I made a few tweaks to Genius Hour to better fit second graders. These projects were more successful when students worked in pairs. I thought 100% autonomy would provide more engagement, but found that students got stuck during the research phase when working alone. I also fond that one month seems to be the Goldilocks length for second graders. Flexibility is essential, but seven weeks seemed to be too long for a seven year old to stay passionate on a topic with the intensity I wanted.
Students were engaged in projects like I’d never seen before. We know that student choice and autonomy make a huge difference in learning, but I felt the difference in my classroom when students were working on their Genius Hour projects. The desire to learn outweighed barriers. There was no leveled reading when researching–my struggling reader (1.2) learned how a car engine works on his own. At that point, students owned their learning. They didn’t need me to learn something; they just needed an environment that provided support and focus.

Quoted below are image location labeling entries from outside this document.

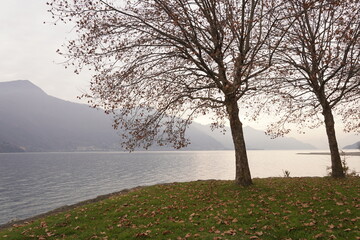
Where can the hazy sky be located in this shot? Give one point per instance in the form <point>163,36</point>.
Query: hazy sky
<point>28,52</point>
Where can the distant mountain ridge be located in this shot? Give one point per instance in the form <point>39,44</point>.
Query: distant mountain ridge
<point>31,120</point>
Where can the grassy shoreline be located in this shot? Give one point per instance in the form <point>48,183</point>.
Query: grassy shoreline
<point>273,208</point>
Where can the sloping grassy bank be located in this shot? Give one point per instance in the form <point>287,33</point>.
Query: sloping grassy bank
<point>273,208</point>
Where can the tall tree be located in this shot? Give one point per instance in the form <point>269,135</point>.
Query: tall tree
<point>160,63</point>
<point>320,70</point>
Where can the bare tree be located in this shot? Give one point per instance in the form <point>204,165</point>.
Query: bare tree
<point>161,63</point>
<point>320,70</point>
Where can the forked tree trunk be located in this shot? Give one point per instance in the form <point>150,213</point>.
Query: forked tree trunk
<point>242,170</point>
<point>337,170</point>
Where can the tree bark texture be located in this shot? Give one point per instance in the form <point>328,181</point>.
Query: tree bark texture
<point>242,170</point>
<point>337,170</point>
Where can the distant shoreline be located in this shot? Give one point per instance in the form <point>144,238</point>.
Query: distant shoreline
<point>327,153</point>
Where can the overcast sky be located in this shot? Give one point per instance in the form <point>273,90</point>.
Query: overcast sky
<point>28,52</point>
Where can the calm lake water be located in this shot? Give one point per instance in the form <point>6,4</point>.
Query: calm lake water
<point>34,183</point>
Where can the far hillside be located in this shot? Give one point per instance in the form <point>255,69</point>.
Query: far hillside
<point>32,121</point>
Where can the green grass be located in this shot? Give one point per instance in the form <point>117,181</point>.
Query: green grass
<point>273,208</point>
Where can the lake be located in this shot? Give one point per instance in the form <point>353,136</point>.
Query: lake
<point>34,183</point>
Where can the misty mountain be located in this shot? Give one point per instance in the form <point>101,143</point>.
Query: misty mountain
<point>31,120</point>
<point>353,146</point>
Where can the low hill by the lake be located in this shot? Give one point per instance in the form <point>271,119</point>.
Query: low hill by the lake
<point>31,120</point>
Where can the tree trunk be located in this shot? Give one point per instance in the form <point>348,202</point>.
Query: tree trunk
<point>337,170</point>
<point>242,170</point>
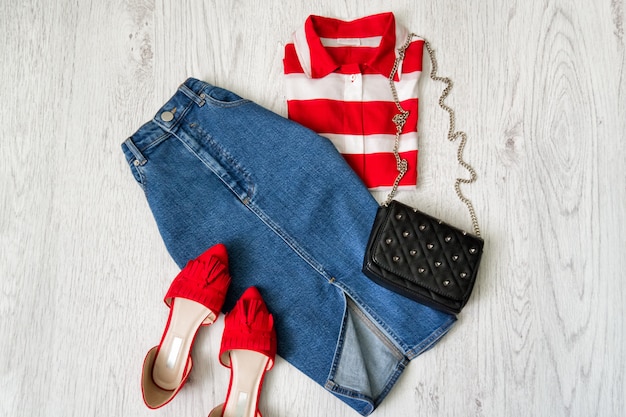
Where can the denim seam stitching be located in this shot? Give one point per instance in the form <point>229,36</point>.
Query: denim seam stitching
<point>379,333</point>
<point>229,158</point>
<point>291,242</point>
<point>400,345</point>
<point>439,332</point>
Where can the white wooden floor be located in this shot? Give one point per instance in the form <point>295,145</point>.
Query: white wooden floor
<point>540,88</point>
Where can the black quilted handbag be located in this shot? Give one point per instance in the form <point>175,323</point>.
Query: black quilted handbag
<point>417,255</point>
<point>422,258</point>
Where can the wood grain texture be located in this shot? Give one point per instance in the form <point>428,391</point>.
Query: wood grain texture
<point>539,88</point>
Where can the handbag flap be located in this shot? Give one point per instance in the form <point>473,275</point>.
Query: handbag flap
<point>427,252</point>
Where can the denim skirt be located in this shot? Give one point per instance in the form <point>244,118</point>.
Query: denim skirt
<point>295,219</point>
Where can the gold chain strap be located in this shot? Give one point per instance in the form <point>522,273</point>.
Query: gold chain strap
<point>400,119</point>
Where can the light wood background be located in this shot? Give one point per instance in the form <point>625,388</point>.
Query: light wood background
<point>539,88</point>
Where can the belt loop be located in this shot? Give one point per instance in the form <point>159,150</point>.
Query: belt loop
<point>139,158</point>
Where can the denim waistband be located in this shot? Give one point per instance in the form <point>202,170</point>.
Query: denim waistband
<point>166,120</point>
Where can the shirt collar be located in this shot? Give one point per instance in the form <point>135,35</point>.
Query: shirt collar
<point>317,62</point>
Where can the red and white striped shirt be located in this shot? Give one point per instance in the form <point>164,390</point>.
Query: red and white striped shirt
<point>337,84</point>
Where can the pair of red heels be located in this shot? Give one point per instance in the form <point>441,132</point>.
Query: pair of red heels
<point>248,347</point>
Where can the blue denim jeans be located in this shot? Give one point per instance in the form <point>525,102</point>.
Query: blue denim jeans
<point>295,218</point>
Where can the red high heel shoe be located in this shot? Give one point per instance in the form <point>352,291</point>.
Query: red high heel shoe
<point>195,298</point>
<point>248,349</point>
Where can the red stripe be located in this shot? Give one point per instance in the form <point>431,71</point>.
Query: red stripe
<point>379,169</point>
<point>351,118</point>
<point>412,60</point>
<point>291,61</point>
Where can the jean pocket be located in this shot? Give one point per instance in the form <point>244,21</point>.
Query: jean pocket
<point>225,98</point>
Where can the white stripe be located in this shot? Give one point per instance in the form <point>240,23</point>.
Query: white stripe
<point>359,145</point>
<point>374,87</point>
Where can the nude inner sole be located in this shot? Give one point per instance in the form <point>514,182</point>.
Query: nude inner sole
<point>248,368</point>
<point>170,363</point>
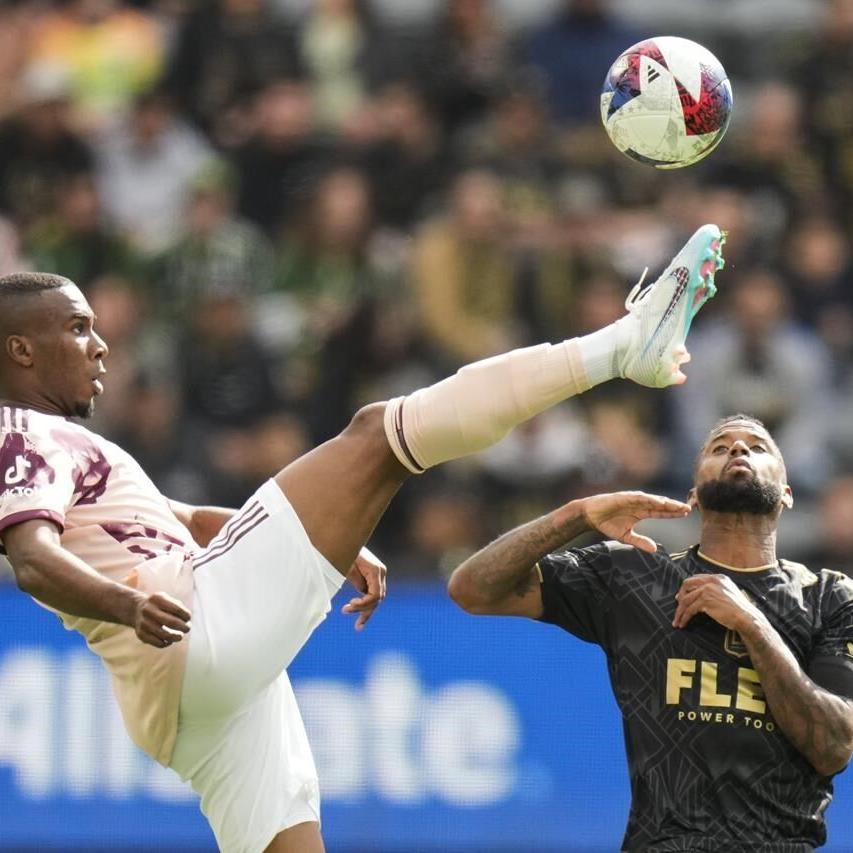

In my new position as Director of Technology, our senior admin team is talking about bringing the tenets of Genius Hour into faculty learning. Following Google’s model of 20% time, we’re trying to figure out how to give teachers time during the day to work on projects they are passionate about. I’m excited to see how we can create space for all learners–elementary students, high school students, and teachers–to follow their passions and share their learning with others. If you’re doing Genius Hour with your students or with your teachers, I’d love to hear about it.